Nobody Ever Listens To Me

maybe it's better that way

Unsophisticated rhythms

I need to jam. Note, please, that I did not say I want to jam. Wanting is a weak shadow of true need. Like land-bound Ishmael gazing at the sea, I feel it in my bones, the unrequited longing to get the guys together and make some music, for better or for worse. I need it the way you need a cool glass of water after mowing the lawn, or a steak when the meal is shared by men, or to see her and only her because you have gone empty and only her eyes will restore you. Need brings with it the certainty that unless you fill that space, something inside could be gone forever.

From that you may get the impression that I am a musician. I am not. I am—and I say this without undue pride—a drummer. Musicians have sheet music and talk about key signatures and know chord progressions and transpose on the fly. Drummers thump and bump along, flailing and sweating. Musicians ask who will sing the harmony, and how do we get out of the bridge. Drummers ask if we can play a song now. That’s one reason you seldom see a skinny drummer. While the rest of the band is discussing whether the bass can provide the seventh to the minor, the drummer is eating.

Understand, too, that the matter up for discussion is jamming, not playing some club in front of a bunch of edamame-scarfing strangers. Playing for people is gigging. Playing for yourself is jamming. Jamming is getting into a song everyone more or less knows, wandering around, turning it over, and maybe ending at the same time. Just playing. Gigging means rehearsals, set lists, sound checks, and a litany of other headaches that the money never really covers. When you make a mistake while jamming, you note it for the future. Make a mistake at a gig and the guitar player gives you one of his looks, followed by ominous threats.

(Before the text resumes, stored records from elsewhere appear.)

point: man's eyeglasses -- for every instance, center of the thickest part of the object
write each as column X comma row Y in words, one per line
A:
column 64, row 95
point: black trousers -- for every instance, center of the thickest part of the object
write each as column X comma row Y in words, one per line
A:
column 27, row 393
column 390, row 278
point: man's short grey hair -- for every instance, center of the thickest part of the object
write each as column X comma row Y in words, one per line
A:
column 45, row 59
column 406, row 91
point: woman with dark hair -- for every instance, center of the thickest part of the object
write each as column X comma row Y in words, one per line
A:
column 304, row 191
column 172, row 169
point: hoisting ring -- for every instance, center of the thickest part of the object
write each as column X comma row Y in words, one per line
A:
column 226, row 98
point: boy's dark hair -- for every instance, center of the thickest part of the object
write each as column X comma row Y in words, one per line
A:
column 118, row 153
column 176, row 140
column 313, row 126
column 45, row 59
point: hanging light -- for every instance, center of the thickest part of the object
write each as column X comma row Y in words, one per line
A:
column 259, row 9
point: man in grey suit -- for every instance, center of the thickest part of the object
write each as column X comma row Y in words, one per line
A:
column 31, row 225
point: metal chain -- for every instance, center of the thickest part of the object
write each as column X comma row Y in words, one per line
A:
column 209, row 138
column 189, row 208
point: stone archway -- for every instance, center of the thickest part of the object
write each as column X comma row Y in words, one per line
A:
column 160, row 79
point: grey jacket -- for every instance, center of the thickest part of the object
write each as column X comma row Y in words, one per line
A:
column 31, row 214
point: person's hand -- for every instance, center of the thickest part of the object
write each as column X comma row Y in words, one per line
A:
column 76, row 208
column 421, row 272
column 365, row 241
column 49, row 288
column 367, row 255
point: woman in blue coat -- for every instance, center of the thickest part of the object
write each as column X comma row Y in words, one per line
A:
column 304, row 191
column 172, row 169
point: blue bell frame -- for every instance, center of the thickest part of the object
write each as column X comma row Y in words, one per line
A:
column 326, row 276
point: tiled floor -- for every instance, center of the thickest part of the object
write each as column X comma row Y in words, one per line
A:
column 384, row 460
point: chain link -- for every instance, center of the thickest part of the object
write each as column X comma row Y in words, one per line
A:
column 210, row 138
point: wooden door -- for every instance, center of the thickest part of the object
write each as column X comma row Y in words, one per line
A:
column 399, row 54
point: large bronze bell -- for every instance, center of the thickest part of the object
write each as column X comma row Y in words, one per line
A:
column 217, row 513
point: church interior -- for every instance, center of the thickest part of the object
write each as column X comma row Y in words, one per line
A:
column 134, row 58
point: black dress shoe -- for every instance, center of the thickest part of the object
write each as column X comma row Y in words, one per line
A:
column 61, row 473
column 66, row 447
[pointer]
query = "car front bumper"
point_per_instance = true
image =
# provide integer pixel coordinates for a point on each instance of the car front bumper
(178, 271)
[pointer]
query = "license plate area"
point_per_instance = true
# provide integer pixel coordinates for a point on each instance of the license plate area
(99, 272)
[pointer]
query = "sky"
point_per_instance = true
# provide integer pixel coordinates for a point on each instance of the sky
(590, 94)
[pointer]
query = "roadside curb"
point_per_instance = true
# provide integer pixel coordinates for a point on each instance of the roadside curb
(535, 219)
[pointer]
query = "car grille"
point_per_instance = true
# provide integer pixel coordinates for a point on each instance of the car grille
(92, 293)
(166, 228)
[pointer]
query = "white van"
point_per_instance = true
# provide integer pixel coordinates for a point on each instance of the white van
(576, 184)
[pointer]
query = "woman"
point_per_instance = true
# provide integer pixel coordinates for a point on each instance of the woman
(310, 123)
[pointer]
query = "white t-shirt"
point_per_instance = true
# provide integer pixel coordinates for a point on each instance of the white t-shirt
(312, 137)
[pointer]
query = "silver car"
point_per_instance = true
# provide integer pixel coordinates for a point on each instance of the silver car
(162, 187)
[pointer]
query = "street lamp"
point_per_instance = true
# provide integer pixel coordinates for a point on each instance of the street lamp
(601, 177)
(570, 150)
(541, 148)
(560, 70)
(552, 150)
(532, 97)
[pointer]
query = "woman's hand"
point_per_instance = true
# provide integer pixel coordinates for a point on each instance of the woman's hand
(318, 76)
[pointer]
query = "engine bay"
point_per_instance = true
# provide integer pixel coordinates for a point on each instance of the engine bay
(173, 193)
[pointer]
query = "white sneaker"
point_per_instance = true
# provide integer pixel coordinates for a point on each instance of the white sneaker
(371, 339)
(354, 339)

I have both gigged and jammed with the same gang for the past few years, including the most cliche booking possible for any band: a bar mitzvah. You have to look pretty hard to get a bar mitzvah gig in Honolulu, but we pulled one off. About half the band is composed of professional-grade musicians who have actually made a living off their music. The keyboard player has a real live didn’t-buy-it-on-eBay platinum record. The Girl Singer is just as good. The other half—and this includes me—really has no business foisting their meager skills onto the unsuspecting public. They say that in tennis, the only way to improve is to play with someone who is better than you. That is probably also true in music, but in both cases it’s not so much fun for the guy who’s already got skills; he spends most of his time waiting for you to demonstrate a scintilla of talent or ability.

It’s time to face the sad reality that I may have worn out the patience of the good musicians, who are perfectly capable of finding someone to keep the beat, thank you, since you can’t throw a stone in this town without hitting a wannabe drummer. So instead I play complex rhythms with my fingers on the steering wheel, or tap out bass drum parts with my right foot while I type. The latter serves Ketta B’s endless amusement as she doesn’t understand that I am playing along to some private music in my head, and thus thinks I am spastic. And maybe I am, because I need to jam.